Now, a couple things to note here. First, it's really fortunate/a sign of God working that I didn't open the Bible and start reading, say, Leviticus or Joshua or Judges or Revelation, or else this story and my life may have gone in a radically different direction. Second, I don't believe that prior to this point I had ever sat down and read any book of the Bible as a cohesive text. Prior to this, all of my interaction with the Bible had been through isolated pieces of Biblical text--mostly in the context of the Lectionary at Mass, but also through kid-friendly "Bible stories." So, it's not that these stories were completely unfamiliar, but I was engaging with them in a different way--as a single narrative that builds on itself, in the way that other sorts of writing or literature does.
I don't remember how long I sat and read the Gospels. I know I didn't get through all of the Gospel I was reading, because I remember not get to the Passion. But I read long enough to be struck very powerfully by the person of Jesus. There was something about the things He said, but more importantly the way He interacted with the people around Him. It wasn't any single thing or any single saying--I was just struck by the whole thing. I came away thinking "I don't know how seriously I can take any of the rest of this stuff, but this guy, this Jesus, is worth taking seriously. This guy has something to say that is important."
What I've noticed recently, and why I think this story has come to the forefront of my mind, is that that incident in that church in 8th grade really has been something of an anchor in my life. My understanding of, and confidence in, "the rest of this stuff" has ebbed and flowed and changed over the course of the last 25 years. But every time I lose faith in "the rest of this stuff," I always find my way back to the man from Nazareth traveling the roads of 1st Century Palestine, talking to people and healing them and giving them hope in their struggles and sufferings. Since that day in 1992, I have never lost the sense that what He did and what He had to say was important and something worth taking seriously.

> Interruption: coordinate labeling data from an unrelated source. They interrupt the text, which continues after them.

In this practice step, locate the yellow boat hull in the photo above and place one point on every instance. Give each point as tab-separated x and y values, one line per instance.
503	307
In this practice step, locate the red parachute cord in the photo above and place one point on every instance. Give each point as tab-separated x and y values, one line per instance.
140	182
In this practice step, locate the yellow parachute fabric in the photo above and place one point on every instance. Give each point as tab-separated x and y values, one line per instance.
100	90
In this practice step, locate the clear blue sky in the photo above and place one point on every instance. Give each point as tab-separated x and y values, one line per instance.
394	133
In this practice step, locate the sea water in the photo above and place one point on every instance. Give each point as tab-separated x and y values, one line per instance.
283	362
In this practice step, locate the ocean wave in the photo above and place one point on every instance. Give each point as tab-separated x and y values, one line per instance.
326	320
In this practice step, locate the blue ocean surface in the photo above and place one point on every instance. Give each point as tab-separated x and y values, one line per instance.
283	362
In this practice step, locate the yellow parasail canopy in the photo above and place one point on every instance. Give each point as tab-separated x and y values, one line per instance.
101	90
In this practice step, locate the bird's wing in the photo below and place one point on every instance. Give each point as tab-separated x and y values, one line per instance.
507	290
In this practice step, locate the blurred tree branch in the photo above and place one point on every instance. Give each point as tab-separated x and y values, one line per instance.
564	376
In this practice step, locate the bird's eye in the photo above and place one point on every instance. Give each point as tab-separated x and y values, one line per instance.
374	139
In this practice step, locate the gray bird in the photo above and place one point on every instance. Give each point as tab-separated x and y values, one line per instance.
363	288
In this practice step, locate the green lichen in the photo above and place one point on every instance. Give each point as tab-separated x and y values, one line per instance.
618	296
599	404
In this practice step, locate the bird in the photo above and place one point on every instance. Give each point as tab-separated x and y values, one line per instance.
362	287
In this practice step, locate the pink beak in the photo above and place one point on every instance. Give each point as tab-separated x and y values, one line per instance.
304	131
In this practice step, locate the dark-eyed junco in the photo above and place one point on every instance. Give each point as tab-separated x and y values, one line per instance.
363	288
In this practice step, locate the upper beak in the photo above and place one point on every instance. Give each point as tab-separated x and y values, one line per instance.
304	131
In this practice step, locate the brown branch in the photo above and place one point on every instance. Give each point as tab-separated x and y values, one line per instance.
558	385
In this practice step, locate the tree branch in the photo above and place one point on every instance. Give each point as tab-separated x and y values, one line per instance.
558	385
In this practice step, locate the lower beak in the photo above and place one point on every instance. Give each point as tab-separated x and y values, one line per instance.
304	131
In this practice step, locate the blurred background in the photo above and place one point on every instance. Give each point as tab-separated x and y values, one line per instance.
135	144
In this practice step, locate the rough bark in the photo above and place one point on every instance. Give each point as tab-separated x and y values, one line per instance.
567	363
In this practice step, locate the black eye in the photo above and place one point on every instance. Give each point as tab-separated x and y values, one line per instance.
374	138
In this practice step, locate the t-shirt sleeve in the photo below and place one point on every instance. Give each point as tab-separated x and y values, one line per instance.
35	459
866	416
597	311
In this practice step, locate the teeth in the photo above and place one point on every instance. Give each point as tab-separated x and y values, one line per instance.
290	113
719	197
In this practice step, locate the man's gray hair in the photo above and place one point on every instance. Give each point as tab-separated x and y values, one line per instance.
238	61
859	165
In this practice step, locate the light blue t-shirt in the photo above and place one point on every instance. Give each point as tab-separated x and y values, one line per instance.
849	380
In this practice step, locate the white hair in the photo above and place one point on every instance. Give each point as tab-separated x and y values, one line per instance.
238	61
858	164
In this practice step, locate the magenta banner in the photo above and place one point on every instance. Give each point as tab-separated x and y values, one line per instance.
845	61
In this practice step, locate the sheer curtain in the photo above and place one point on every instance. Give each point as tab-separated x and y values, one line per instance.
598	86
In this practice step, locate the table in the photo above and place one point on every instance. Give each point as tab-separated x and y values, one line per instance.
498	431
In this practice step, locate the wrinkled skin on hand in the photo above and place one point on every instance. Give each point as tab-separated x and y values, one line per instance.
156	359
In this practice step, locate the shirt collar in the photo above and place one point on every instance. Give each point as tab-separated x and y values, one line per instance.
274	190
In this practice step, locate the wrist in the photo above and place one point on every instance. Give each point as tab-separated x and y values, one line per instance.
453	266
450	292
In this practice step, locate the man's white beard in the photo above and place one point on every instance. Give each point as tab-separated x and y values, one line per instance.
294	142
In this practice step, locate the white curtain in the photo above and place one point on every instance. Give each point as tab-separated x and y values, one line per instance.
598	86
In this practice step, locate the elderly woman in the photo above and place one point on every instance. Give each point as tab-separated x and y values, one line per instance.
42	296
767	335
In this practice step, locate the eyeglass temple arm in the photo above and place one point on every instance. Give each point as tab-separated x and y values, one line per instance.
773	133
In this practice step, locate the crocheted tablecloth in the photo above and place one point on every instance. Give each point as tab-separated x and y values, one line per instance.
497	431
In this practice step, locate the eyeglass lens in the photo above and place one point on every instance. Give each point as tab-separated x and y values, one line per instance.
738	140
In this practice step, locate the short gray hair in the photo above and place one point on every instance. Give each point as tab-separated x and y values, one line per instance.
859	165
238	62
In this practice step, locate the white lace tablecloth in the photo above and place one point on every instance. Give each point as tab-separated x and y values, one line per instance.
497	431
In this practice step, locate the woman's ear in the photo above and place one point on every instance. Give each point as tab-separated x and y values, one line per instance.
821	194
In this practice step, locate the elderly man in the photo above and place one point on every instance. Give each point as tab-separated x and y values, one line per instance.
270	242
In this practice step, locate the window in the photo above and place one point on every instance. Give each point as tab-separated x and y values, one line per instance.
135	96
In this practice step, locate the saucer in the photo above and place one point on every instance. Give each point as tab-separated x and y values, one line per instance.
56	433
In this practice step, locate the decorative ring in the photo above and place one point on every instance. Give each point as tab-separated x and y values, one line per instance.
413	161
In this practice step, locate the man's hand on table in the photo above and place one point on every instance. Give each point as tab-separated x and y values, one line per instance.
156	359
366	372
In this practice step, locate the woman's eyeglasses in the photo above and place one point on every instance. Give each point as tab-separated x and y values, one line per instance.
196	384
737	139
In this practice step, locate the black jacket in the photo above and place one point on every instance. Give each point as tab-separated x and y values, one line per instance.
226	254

Chuck D of Public Enemy once said, "Elvis was a hero to most. But he never meant sh** to me you see." That's basically how I feel about C.S. Lewis. I tried to read Mere Christianity at the end of high school, but I never got beyond his famous "Lord, Liar, or Lunatic" argument. That argument is directed at people who want to appreciate the things Jesus said or did without necessarily embracing the claim that He was divine. If you don't believe Jesus is divine, says Lewis, then Jesus is either a liar or a lunatic, so there is no point in listening to anything else He might have said.
Now, as it happens, I do believe that Jesus is divine, but I think Lewis's argument is bullsh**. My faith, at its most fundamental level, is anchored in the words and actions of Jesus. I don't need, and didn't ever need, some divine sanction to make those words meaningful to me. If anything, the words and actions of Jesus are the thing that has brought me back around to the idea of Jesus's divinity when I feel that slipping, not the other way around. The experience of my life has been that my faith in everything else might pass away, but the meaning of Jesus's words and actions will stay steady.
P.S. Also, Lewis's argument that sexual modesty is appropriate because we don't parade food around for people to look at is dumb and absolutely not true, as five minutes watching the Food Network will reveal. Mere Christianity might be the most overrated book out there.